TERUO NAKAMURA RUNS a small family printer in Kita Ward, Tokyo. When his friend’s bindery business ran out of work, he took him in and gave him a part-time job. Nakamura was in his 70s and his part-time partner, also named Nakamura, was 80. The two soon became obsessed with making one last great product to help the family business. Their goal: to make a notebook that lays perfectly flat at 180 degrees when open with no hills and valleys like most notebooks have. It would be the world’s perfect notebook, but there was a reason no one else had produced such an item: the process was extremely difficult.

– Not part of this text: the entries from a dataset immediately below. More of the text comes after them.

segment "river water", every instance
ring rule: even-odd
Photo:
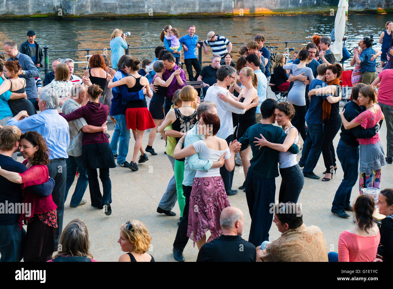
[[[348,40],[345,47],[353,48],[364,36],[375,35],[378,42],[381,33],[385,30],[385,23],[393,19],[387,15],[356,15],[347,16],[345,36]],[[180,18],[144,18],[139,19],[3,19],[0,22],[0,42],[4,43],[12,40],[19,47],[27,40],[26,33],[29,30],[37,34],[36,41],[43,47],[50,47],[50,68],[51,62],[60,57],[69,57],[75,61],[83,61],[86,51],[51,52],[51,50],[73,50],[102,48],[108,49],[110,59],[109,40],[116,28],[123,31],[130,31],[127,38],[130,47],[156,46],[162,44],[159,35],[163,26],[171,24],[178,29],[181,36],[187,33],[188,26],[196,26],[195,34],[199,39],[206,39],[209,31],[214,31],[227,37],[233,44],[242,44],[253,40],[255,34],[264,35],[266,42],[304,40],[304,42],[288,44],[289,47],[298,50],[310,41],[312,36],[330,35],[334,27],[334,17],[329,15],[299,15],[275,16],[259,17],[237,17]],[[269,45],[269,44],[267,44]],[[276,52],[283,52],[284,44],[274,44],[280,48]],[[374,48],[380,47],[376,45]],[[4,51],[2,46],[1,51]],[[234,46],[233,53],[236,59],[239,46]],[[212,55],[203,53],[203,61],[209,61]],[[99,51],[94,51],[99,52]],[[91,52],[90,53],[92,53]],[[130,49],[130,54],[141,60],[145,58],[154,58],[153,49]],[[82,67],[82,64],[79,67]],[[77,66],[75,66],[76,67]],[[77,74],[80,74],[81,71]]]

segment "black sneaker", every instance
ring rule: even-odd
[[[309,173],[305,173],[303,172],[303,176],[304,176],[305,177],[309,177],[310,179],[320,179],[321,178],[320,177],[318,176],[312,172]]]
[[[140,164],[141,164],[142,163],[144,163],[146,161],[148,160],[149,158],[147,157],[147,155],[146,154],[143,154],[143,155],[141,155],[141,156],[139,157],[139,160],[138,161],[138,163]]]
[[[229,193],[227,193],[227,196],[232,196],[233,195],[235,195],[237,194],[237,190],[231,190]]]
[[[131,163],[130,163],[130,165],[129,166],[128,168],[130,170],[132,170],[134,172],[139,169],[139,168],[138,167],[138,165],[133,161],[131,162]]]
[[[125,168],[128,168],[130,166],[130,163],[126,161],[124,163],[118,163],[118,165],[120,166],[124,166]]]
[[[154,149],[153,148],[148,148],[147,147],[145,149],[145,150],[147,152],[150,153],[153,155],[155,155],[157,154],[157,153],[154,151]]]
[[[342,218],[349,218],[349,215],[345,212],[345,211],[343,209],[342,209],[341,210],[331,210],[332,213],[334,214],[335,215],[338,216],[339,217],[341,217]]]

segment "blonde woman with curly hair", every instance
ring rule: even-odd
[[[290,81],[284,69],[285,65],[285,57],[283,54],[280,53],[276,55],[275,62],[273,65],[273,74],[274,75],[274,82],[279,91],[287,91],[289,90]]]
[[[59,251],[48,262],[97,262],[89,252],[89,232],[83,221],[75,219],[63,229]]]
[[[124,49],[127,49],[127,42],[125,38],[127,35],[123,33],[121,29],[115,29],[110,36],[110,61],[112,62],[112,68],[117,69],[118,62],[122,56],[124,55]]]
[[[118,243],[121,250],[128,252],[119,258],[119,262],[154,262],[153,256],[147,252],[151,237],[145,225],[136,220],[128,221],[120,227]]]

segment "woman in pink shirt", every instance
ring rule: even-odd
[[[381,239],[378,227],[373,221],[374,199],[369,196],[360,195],[353,206],[356,225],[351,230],[343,231],[338,239],[339,262],[380,261],[376,258]],[[330,252],[329,261],[337,261],[338,254]]]
[[[345,110],[343,110],[340,114],[346,130],[358,125],[364,129],[373,128],[385,118],[381,108],[377,104],[377,94],[375,87],[371,85],[359,90],[358,100],[361,105],[365,106],[366,110],[349,123],[344,116]],[[386,161],[384,147],[378,132],[372,137],[358,139],[358,141],[360,152],[359,190],[361,193],[363,188],[379,188],[381,168],[386,165]]]

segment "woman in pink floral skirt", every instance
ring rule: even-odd
[[[217,161],[224,155],[225,166],[230,171],[235,167],[235,150],[239,142],[235,140],[230,144],[215,136],[220,129],[220,118],[216,115],[202,114],[197,123],[199,134],[205,136],[204,140],[198,141],[181,149],[185,135],[179,141],[173,152],[175,159],[199,154],[201,159]],[[190,196],[189,213],[187,236],[194,241],[198,249],[206,243],[206,232],[211,236],[208,241],[214,240],[222,233],[220,225],[221,211],[230,205],[228,200],[224,182],[220,174],[220,168],[211,169],[209,172],[196,172]]]

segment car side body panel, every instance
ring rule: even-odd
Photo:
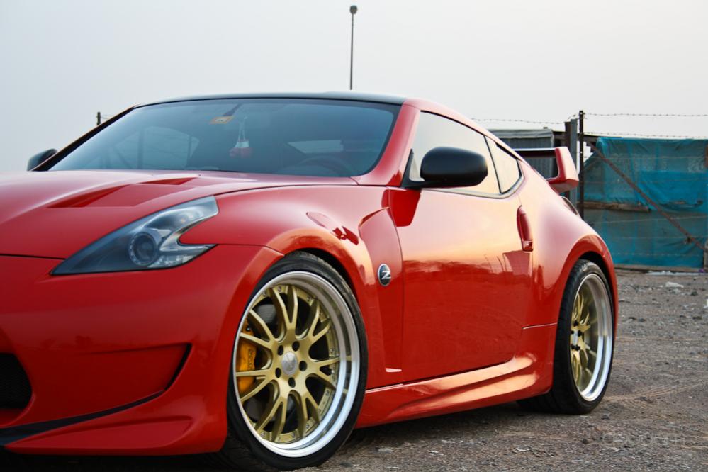
[[[0,352],[15,354],[27,366],[33,394],[21,411],[0,410],[0,446],[69,454],[218,450],[227,432],[225,373],[244,307],[269,267],[300,250],[333,265],[360,305],[369,371],[358,427],[548,391],[561,298],[579,258],[590,257],[604,266],[617,313],[617,282],[607,248],[522,159],[523,179],[508,198],[527,216],[533,249],[524,250],[516,225],[507,225],[505,232],[512,234],[505,237],[513,240],[512,252],[522,257],[519,266],[523,270],[517,279],[500,277],[496,291],[484,294],[485,303],[493,303],[505,286],[527,286],[527,296],[514,300],[519,310],[516,318],[499,321],[512,335],[505,339],[508,344],[488,358],[481,353],[478,364],[459,364],[461,370],[446,365],[444,356],[429,359],[425,369],[417,366],[421,364],[416,359],[422,358],[408,352],[416,342],[425,341],[425,320],[412,320],[405,300],[425,301],[422,291],[430,271],[425,264],[411,263],[439,259],[436,252],[441,249],[431,237],[439,228],[410,226],[419,209],[416,193],[441,192],[400,188],[422,111],[462,123],[517,155],[461,115],[412,99],[401,105],[378,164],[362,176],[330,179],[62,171],[75,172],[64,174],[74,176],[74,181],[48,189],[35,206],[20,208],[32,197],[26,186],[12,207],[17,214],[9,206],[0,210],[0,246],[11,248],[0,256],[0,274],[13,275],[4,277],[7,280],[0,285],[0,296],[11,300],[0,306]],[[52,185],[51,176],[42,179]],[[29,186],[32,179],[21,180]],[[117,227],[187,196],[208,195],[215,196],[219,214],[191,229],[181,242],[215,246],[186,264],[120,274],[50,275],[64,258]],[[426,211],[430,215],[433,210]],[[493,216],[485,215],[490,221]],[[75,223],[78,236],[65,230],[67,223]],[[446,230],[456,227],[455,221],[445,223]],[[52,230],[54,238],[48,236]],[[23,232],[28,236],[18,236]],[[448,243],[464,242],[459,235],[446,236]],[[478,244],[485,244],[483,237]],[[411,247],[415,250],[407,250]],[[482,252],[475,254],[476,262],[470,267],[449,275],[477,270],[478,282],[490,272],[479,262]],[[407,260],[408,254],[415,256]],[[382,264],[391,274],[386,286],[377,276]],[[417,280],[417,285],[406,285],[407,277]],[[444,277],[439,279],[437,282],[445,283]],[[513,305],[504,301],[493,307],[499,316]],[[433,302],[444,312],[454,310],[460,300]],[[484,332],[494,332],[495,320],[485,320]],[[28,324],[37,329],[27,329]],[[430,335],[439,334],[435,330],[431,327]],[[494,342],[483,341],[481,350]],[[458,352],[471,344],[465,336],[451,337],[450,342],[446,349]],[[407,359],[413,361],[407,364]],[[56,386],[63,384],[71,388],[57,391]]]

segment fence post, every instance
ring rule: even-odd
[[[585,125],[585,112],[580,110],[578,112],[578,141],[580,145],[580,149],[579,154],[579,169],[578,169],[578,179],[580,181],[580,184],[578,186],[578,211],[580,213],[580,218],[583,220],[585,215],[585,136],[583,132],[583,126]]]
[[[565,123],[565,131],[563,134],[563,142],[568,147],[568,150],[573,156],[573,162],[575,164],[575,170],[578,170],[578,120],[573,118]],[[570,191],[570,199],[573,205],[578,205],[578,189],[573,189]]]

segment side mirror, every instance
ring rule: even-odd
[[[457,147],[434,147],[423,157],[420,186],[466,187],[487,176],[487,159],[478,152]]]
[[[55,149],[47,149],[46,151],[35,154],[27,162],[27,170],[32,170],[55,154],[57,154]]]

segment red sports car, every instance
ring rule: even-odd
[[[607,386],[602,240],[489,132],[356,94],[130,108],[0,178],[0,446],[326,461],[354,427]]]

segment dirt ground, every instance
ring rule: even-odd
[[[510,403],[361,429],[310,470],[708,471],[708,275],[623,271],[619,283],[612,379],[591,414],[542,415]],[[0,457],[0,470],[19,468],[9,459]],[[189,458],[52,458],[34,466],[205,470]]]

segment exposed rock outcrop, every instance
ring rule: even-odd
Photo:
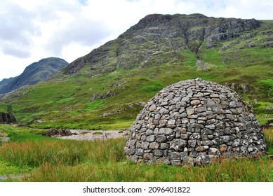
[[[42,135],[47,136],[70,136],[76,135],[76,133],[72,133],[70,130],[62,129],[49,129],[46,132]]]
[[[197,54],[201,46],[212,48],[221,41],[243,36],[260,22],[255,19],[215,18],[201,14],[148,15],[118,38],[80,57],[64,69],[74,74],[88,67],[90,75],[152,64],[180,62],[181,50]],[[166,58],[157,56],[165,52]]]
[[[12,124],[16,122],[16,118],[13,114],[0,112],[0,124]]]
[[[134,162],[210,164],[220,157],[265,155],[259,122],[232,90],[202,79],[161,90],[131,127],[124,148]]]

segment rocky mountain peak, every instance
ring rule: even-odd
[[[202,47],[213,48],[260,25],[255,19],[215,18],[198,13],[148,15],[116,40],[72,62],[64,74],[75,74],[84,66],[89,67],[91,75],[111,72],[118,67],[143,66],[151,64],[159,52],[172,52],[169,60],[181,59],[178,52],[181,50],[189,50],[197,56]]]

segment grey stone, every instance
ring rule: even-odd
[[[162,157],[163,156],[163,150],[162,150],[156,149],[154,151],[154,154],[157,157]]]
[[[175,151],[183,150],[184,147],[186,146],[187,142],[183,139],[175,139],[170,143],[171,149],[173,149]]]
[[[134,162],[211,164],[265,154],[260,125],[233,90],[200,78],[161,90],[130,128],[124,153]]]
[[[157,109],[157,106],[155,104],[152,104],[152,106],[149,106],[149,111],[154,111],[154,110]]]
[[[192,114],[194,113],[194,108],[187,108],[187,115],[191,115]]]
[[[149,149],[157,149],[159,147],[159,144],[157,142],[152,142],[149,144]]]
[[[167,141],[167,138],[165,135],[158,135],[157,136],[157,141],[158,143],[165,142]]]
[[[155,139],[156,139],[155,135],[150,135],[150,136],[147,136],[147,138],[146,138],[146,141],[148,142],[154,141]]]

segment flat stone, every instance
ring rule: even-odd
[[[154,141],[155,139],[156,139],[155,135],[150,135],[150,136],[147,136],[146,141],[152,142],[152,141]]]
[[[171,149],[173,149],[175,151],[184,150],[184,147],[186,146],[187,141],[180,139],[173,139],[170,143]]]
[[[190,104],[192,106],[197,106],[197,105],[199,105],[200,104],[201,104],[200,100],[192,100],[192,102],[190,102]]]
[[[155,104],[152,104],[152,106],[149,106],[149,111],[154,111],[154,110],[157,109],[157,106]]]
[[[170,135],[173,133],[173,130],[171,128],[161,128],[159,129],[159,134]]]
[[[194,113],[194,108],[188,108],[187,109],[187,115],[191,115],[192,114]]]
[[[157,142],[152,142],[149,144],[149,149],[157,149],[159,147],[159,144]]]

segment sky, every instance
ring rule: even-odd
[[[42,58],[70,63],[148,14],[273,20],[272,10],[273,0],[1,1],[0,81]]]

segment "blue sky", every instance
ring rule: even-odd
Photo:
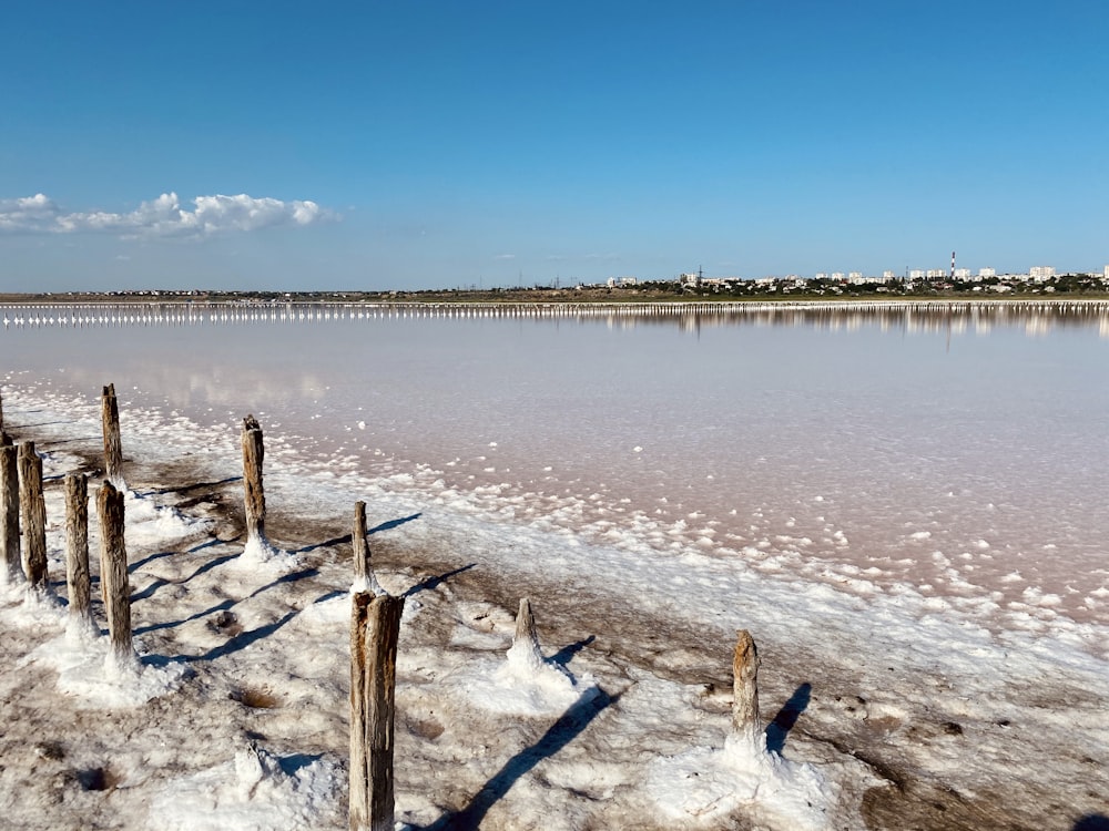
[[[1109,264],[1109,3],[9,3],[0,290]]]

Hours turned into days, then weeks, months, years, but the two men kept at their dream. The print shop’s son tried to get his dad to stop with his obsession, to no avail. The two men kept testing and testing different ways to make the notebook lay flat and not fall apart when used. Finally, they did it—they had achieved the perfect, 180-degree open, notebook. That was in 2012.
But the problem was that no one seemed to care. One shop offered to sell it, but sales trickled in at a depressingly slow pace. Nakamura tried to connect with other businesses to get the word out, but nothing seemed to work. Even when he had a promising order for 8,000 notebooks, which the printer rushed to produce, in the end the company making the order demanded unrealistic discounts, and Nakamura had to cancel the deal. Now, they had thousands and thousands of notebooks in storage and no prospects for significant sales.
On New Year’s day 2016, Nakamura the part-time worker was visited by his grandkids. At one point, he brought out a couple of the notebooks to show them. He gave some to his 19-year-old granddaughter and asked her to give them to her friends. She said later that she was unimpressed. It was cool that it lay flat, she said, but was it really such a big deal? Still, she wanted to help her grandpa, so she snapped a few photos and posted a message about the notebook on twitter. Before she knew it, her tweet had been retweeted more than 20,000 times. Orders started rushing in so fast, the printing company could barely keep up. Overnight, the lay-flat notebook went from being a failed idea and a storage headache to a hot-selling success.
Today, Nakamura’s printing company has teamed up with Showa Note Co., printer of the iconic Japonica workbooks used by students throughout Japan, to co-produce the “Suiheibiraki” notebook. The obsession of the Nakamura print shop is now tied to the distribution and marketing power of Showa Note. Two silver-haired gents from downtown Tokyo have achieved their lifelong dream thanks in no small part to a tweet from a 19-year-old.